Inserting and Deleting Data¶
For the SQL engine, the term table is equivalent to Kafka topic. The two are used interchangeably.
A table is created to store data. As a result, Lenses SQL allows you to utilize the ANSI SQL command to store new records into a table. A typical scenario is most likely found during development and less often in a production environment. However, even in production, if the system uses a table and its records to trigger actions (it is a common scenario to have Kafka control topics), being able to insert a record to instruct a microservice to replay the entire day records could come handy.
The first approach to insert new records uses the following syntax:
INSERT INTO $Table(column1[, column2, column3]) VALUES(value1[,value2, value3]) INSERT INTO $Table(column1[, column2, column3]) VALUES (value1[,value2, value3]), (value4[,value5, value6])
- $Table - The name of the table to insert the data into
- Columns - The target columns to populate with data. Adding a new record does not require to fill all the available columns. In the case of Avro stored Key, Value pairs, the user needs to make sure that a value is specified for all the required Avro fields.
- VALUES - The set of value to insert. It has to match the list of columns provided, including their data types.
Use multi-values insert to ensure the order of records.
Reinstating the two tables, customer and customer_avro, a user can execute these statements to insert records into both:
INSERT INTO customer_avro (_key, id, address.line, address.city, address.postcode, email) VALUES ('andy.perez','andy.perez', '260 5th Ave', 'New York', 10001, 'email@example.com'), ('alexandra.smith','alexandra.smith', '8448 Pin Oak Avenue','San Francisco', 90044, 'firstname.lastname@example.org'); INSERT INTO customer (_key, id, address.line, address.city, address.postcode, email) VALUES ('maria.wood','maria.wood', '698 E. Bedford Lane','Los Angeles', 90044, 'email@example.com'); ('david.green', 'david.green', '4309 S Morgan St', 'Chicago', 60609, 'firstname.lastname@example.org'); /* Output: true true true true /*
By running these four
INSERT statements, each topic gets two records.
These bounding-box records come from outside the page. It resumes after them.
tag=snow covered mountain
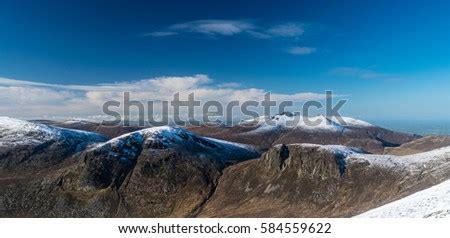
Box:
[80,126,260,192]
[0,117,106,169]
[356,180,450,218]
[189,113,420,154]
[200,144,450,217]
[243,113,375,132]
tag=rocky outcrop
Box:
[199,144,450,217]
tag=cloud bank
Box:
[0,74,325,118]
[147,19,305,39]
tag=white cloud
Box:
[330,67,388,79]
[169,20,255,36]
[143,19,305,39]
[0,74,325,118]
[267,23,305,37]
[287,47,316,55]
[142,31,178,37]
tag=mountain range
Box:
[0,113,450,217]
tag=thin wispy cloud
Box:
[0,74,325,118]
[286,47,316,55]
[330,67,391,79]
[169,20,256,36]
[144,19,305,39]
[267,23,305,37]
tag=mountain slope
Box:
[0,127,260,217]
[384,136,450,155]
[200,144,450,217]
[356,180,450,218]
[189,113,420,154]
[0,117,106,169]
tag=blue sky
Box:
[0,0,450,119]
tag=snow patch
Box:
[356,180,450,218]
[243,114,374,132]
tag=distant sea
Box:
[368,120,450,135]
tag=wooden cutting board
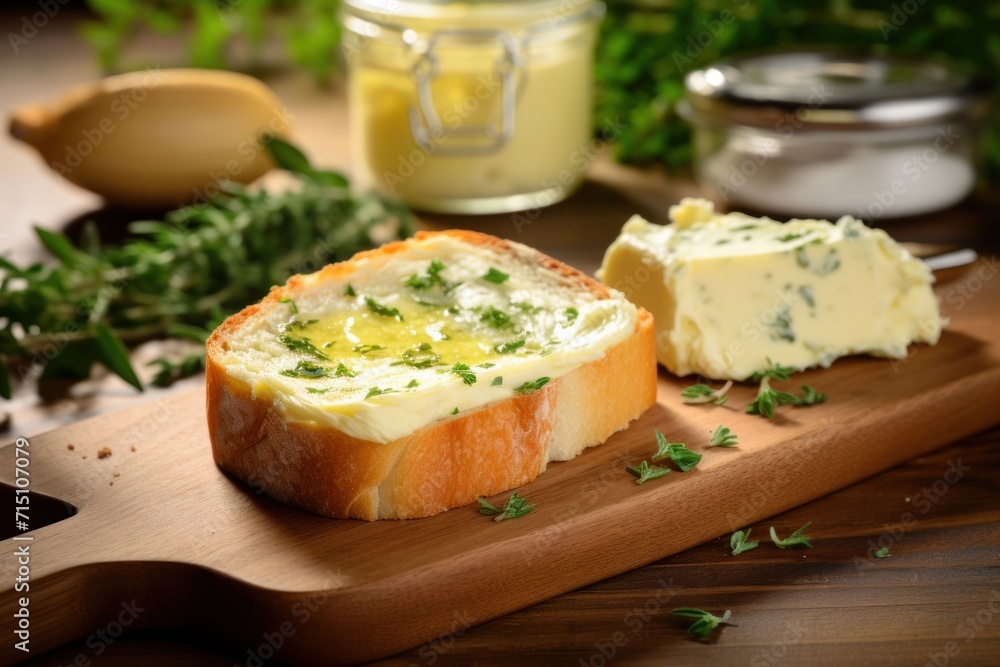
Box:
[0,261,1000,665]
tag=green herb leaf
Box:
[707,424,740,447]
[278,334,330,361]
[281,360,332,378]
[451,362,476,385]
[771,521,812,549]
[476,491,535,521]
[625,460,670,484]
[514,377,552,394]
[94,324,143,391]
[681,380,733,405]
[493,339,527,354]
[479,306,514,329]
[673,607,731,639]
[483,266,510,285]
[729,528,760,556]
[653,430,701,472]
[365,296,403,322]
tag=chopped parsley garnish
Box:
[706,424,740,447]
[479,306,514,329]
[514,377,552,394]
[281,361,330,378]
[771,521,812,549]
[681,380,733,405]
[729,528,760,556]
[483,266,510,285]
[451,361,476,385]
[278,334,330,361]
[653,430,701,472]
[365,387,396,399]
[365,296,403,322]
[625,460,670,484]
[478,490,535,521]
[493,338,528,354]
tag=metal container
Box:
[679,52,990,220]
[342,0,603,213]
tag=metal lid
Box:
[682,51,990,130]
[341,0,604,36]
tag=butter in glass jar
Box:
[342,0,604,214]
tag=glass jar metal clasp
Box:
[409,28,525,155]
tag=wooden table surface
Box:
[0,11,1000,667]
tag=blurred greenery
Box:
[82,0,1000,178]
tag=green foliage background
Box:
[83,0,1000,178]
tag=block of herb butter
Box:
[206,231,656,520]
[598,199,944,380]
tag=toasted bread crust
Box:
[206,231,656,521]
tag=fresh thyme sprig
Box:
[705,424,740,447]
[653,430,701,472]
[681,380,733,405]
[771,521,812,549]
[729,528,760,556]
[672,607,731,639]
[478,490,535,521]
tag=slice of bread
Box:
[207,231,656,520]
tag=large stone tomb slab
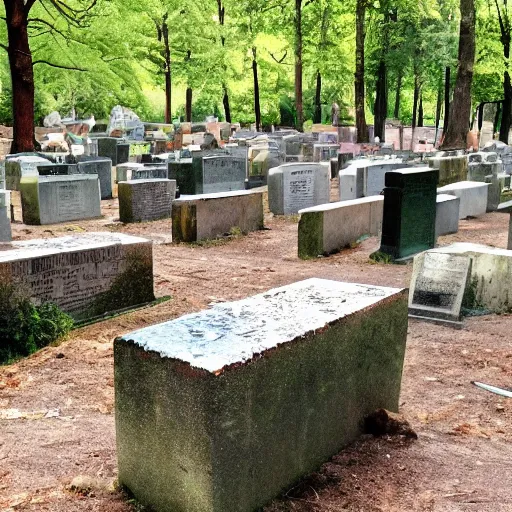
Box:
[380,167,438,259]
[436,194,460,239]
[172,190,263,242]
[438,181,490,219]
[409,251,471,325]
[0,233,154,320]
[20,174,101,225]
[267,163,330,215]
[0,190,12,243]
[118,180,176,223]
[114,279,407,512]
[411,243,512,313]
[299,196,384,259]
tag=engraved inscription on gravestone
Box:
[283,169,315,214]
[409,252,471,322]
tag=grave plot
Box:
[114,279,407,512]
[0,233,154,320]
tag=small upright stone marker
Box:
[380,167,439,260]
[118,180,176,223]
[114,279,407,512]
[268,163,330,215]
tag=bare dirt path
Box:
[0,193,512,512]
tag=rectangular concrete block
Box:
[114,279,407,512]
[299,196,384,258]
[437,181,489,219]
[0,190,12,243]
[0,233,154,320]
[20,174,101,225]
[267,162,330,215]
[118,180,176,223]
[436,194,460,239]
[172,190,263,242]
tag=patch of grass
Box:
[0,284,73,364]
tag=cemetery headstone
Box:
[380,167,439,260]
[20,174,101,225]
[409,251,471,326]
[118,179,176,223]
[0,233,154,320]
[268,163,330,215]
[114,279,407,512]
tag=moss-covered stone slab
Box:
[114,279,407,512]
[0,233,155,320]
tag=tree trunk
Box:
[252,46,261,132]
[418,91,423,128]
[295,0,304,132]
[185,87,192,123]
[354,0,368,143]
[443,67,452,138]
[374,60,388,142]
[442,0,475,149]
[4,0,35,153]
[313,70,322,124]
[393,71,402,119]
[162,15,172,124]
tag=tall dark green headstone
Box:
[380,167,439,259]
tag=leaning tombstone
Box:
[373,167,439,261]
[268,162,330,215]
[114,279,407,512]
[20,174,101,225]
[409,251,471,327]
[118,179,176,223]
[0,190,12,242]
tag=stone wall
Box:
[114,279,407,512]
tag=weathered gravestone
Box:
[298,196,384,259]
[409,251,471,326]
[172,190,263,242]
[20,174,101,225]
[118,179,176,223]
[267,163,330,215]
[436,194,460,240]
[0,233,154,320]
[0,190,12,242]
[5,155,51,190]
[380,167,439,260]
[114,279,407,512]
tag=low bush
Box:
[0,284,73,363]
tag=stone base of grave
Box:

Shortly SELECT statement will be explained and
then a user could easily validate the result.
There is a second way to insert data into a table, which is by copying the records from another table. This records inserted are bound at the time of the query. New records added to the original table are not inserted into the target.
The syntax is as follows:
INSERT INTO $TABLE1 SELECT */column1[,column2, ...] FROM $Table2 [WHERE $condition] [LIMIT N]
A user needing to copy data to a target topic where the records are returned from a SELECT statement is quite a common scenario. The SELECT query can be as simple as a wildcard * or as complex as a select from a join while applying aggregation. To keep this example simple let us copy all the records from the customer table into customer_avro one. Executing the following SQL code achieves that:
INSERT INTO customer_avro SELECT * FROM customer /* Output: Insert wrote 2 records */
ANSI SQL supports a construct for deleting records and the Lenses SQL engine has adopted it as well. When it comes to a table representing a topic in Apache Kafka there are two behaviors.
- If the topic is not compacted, then
DELETEexpects an offset to delete records up to. A query to delete the records from the customer
table looks like the following:
-- Delete records across all partitions up to the offset 10 DELETE FROM customer WHERE _meta.offset <=10 -- Delete records from a specific partition */ DELETE FROM customer WHERE _meta.offset <=10 AND _meta.partition = 2
- If the topic is compacted, then
DELETEexpects the record Key to be provided. For a compacted topic a delete translates to inserting a record
with the existing Key but the Value has to be null. For the customer_avro topic (which has the compacted flag on), a delete operation for a specific customer identifier would look like this:
DELETE FROM customer_avro WHERE _key = 'andy.perez'
The delete is an insert operation. Until the compaction kicks in and it completes, there will be at least one record with the Key used earlier. But the latest (or last) record will have the Value set to null.
Truncating a Table¶
At times a requirement to wipe out all the records in a table could pop up. In case of a Kafka topic, if records not aligned with the expected schema have landed to the topic, the user might request for the entire topic data to be deleted. The syntax to use in such a case is as follows:
TRUNCATE TABLE $Table
where the $Table should be the table name to delete all the records for. This operation is only supported on non-compacted topics, which is a Kafka design restriction. To wipe the data from a compacted topic, the user has two options: either dropping and recreating the topic or inserting null Value records for each unique Key on the topic. After rebuilding the customer table to be non-compacted, the truncate can be performed as follows:
TRUNCATE TABLE customer; /* SELECT count(*) FROM customer returns 0 after the previous statement */
Truncating a compacted Kafka topic is not supported, which is an Apache Kafka restriction. A user could drop and recreate the table,
or insert a record with a null Value for each unique key in the topic.